Waktu itu televisi masih hitam-putih. Tak ada iklan, tapi kekayaan lokal -termasuk lagu-lagu daerah- mengalun hampir setiap sore.  Pak Toni, guru kesenian kami saat itu memaksa kami untuk memperbarui lagu-lagu daerah. Dan kami terpaksa senang, karena perlombaan demi perlombaan yang kami ikuti membuat kami boleh membolos beberapa jam pelajaran sehari. Apalagi ditambah kesempatan berkostum cantik dan tampil di panggung yang sama dengan penyanyi beneran... Wah, dipaksa sering-sering pun tak apa, Pak !

Tahun-tahun itu, ijo royo-royo masih melambai dimana-mana. Jadi meskipun televisi mulai berwarna-warni, ijo royo-royonya lapangan terbuka  dan sorak-sorai bersama teman-teman masih amat mempesona. Memang bukan Lir-ilir lagi yang kami nyanyikan (kecuali di panggung perlombaan folk song), tapi Lir-ilir di televisi yang sayup-sayup terdengar selagi mandi sore masih bisa menggoyang dan menggerakkan irama internal kami.

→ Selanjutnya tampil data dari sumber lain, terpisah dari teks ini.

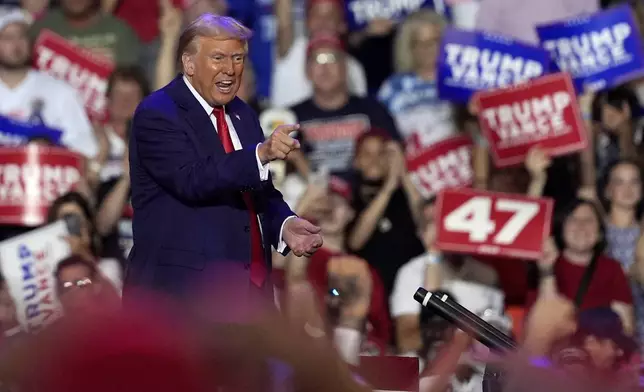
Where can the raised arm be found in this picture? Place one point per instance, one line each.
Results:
(166, 152)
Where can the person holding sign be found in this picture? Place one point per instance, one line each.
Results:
(201, 189)
(322, 17)
(574, 254)
(29, 95)
(411, 94)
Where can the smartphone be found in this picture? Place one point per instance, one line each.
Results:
(73, 223)
(320, 177)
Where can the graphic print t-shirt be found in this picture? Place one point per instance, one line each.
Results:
(421, 117)
(328, 137)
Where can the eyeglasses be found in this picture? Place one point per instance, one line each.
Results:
(81, 283)
(326, 58)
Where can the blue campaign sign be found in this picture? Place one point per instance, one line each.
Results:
(361, 12)
(471, 61)
(15, 133)
(599, 50)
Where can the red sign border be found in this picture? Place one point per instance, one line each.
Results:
(52, 150)
(556, 151)
(60, 40)
(475, 249)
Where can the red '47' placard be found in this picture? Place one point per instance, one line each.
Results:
(542, 111)
(487, 223)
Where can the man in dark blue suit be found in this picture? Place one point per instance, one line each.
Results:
(201, 190)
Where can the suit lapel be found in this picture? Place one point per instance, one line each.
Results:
(201, 129)
(244, 132)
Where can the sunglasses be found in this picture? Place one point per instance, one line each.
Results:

Kini, entah kemana sekarang ijo royo-royo itu. Ia sudah digantikan oleh mall dan pertokoan yang beku. Lambaian ijo royo-royo yang merayakan kemenangan dan kesejahteraan 'burung-burung kecil' itu telah diambil alih oleh lambaian industri milik 'burung-burung besar' yang mengundang kita untuk memasuki sebuah 'ruang tertutup'. Yang disebut mainan itu kini adalah boneka buatan pabrik, mobil-mobilan, robot; bukan lagi ruang terbuka, batu kerikil, biji buah sawo, kain sarung, dan susunan kursi yang dijadikan kereta api. Yah, derap industri memang telah berjasa memudahkan semua urusan kita. Serahkan saja semua hiburan dan agenda pengasuhan itu pada barang-barang pabrik, jadi para orangtua bisa asyik dengan mainan mereka sendiri ...  (Kita terpaksa harus begitu bukan? Kalau tidak, mereka akan mengatai kita ketinggalan jaman ...;-))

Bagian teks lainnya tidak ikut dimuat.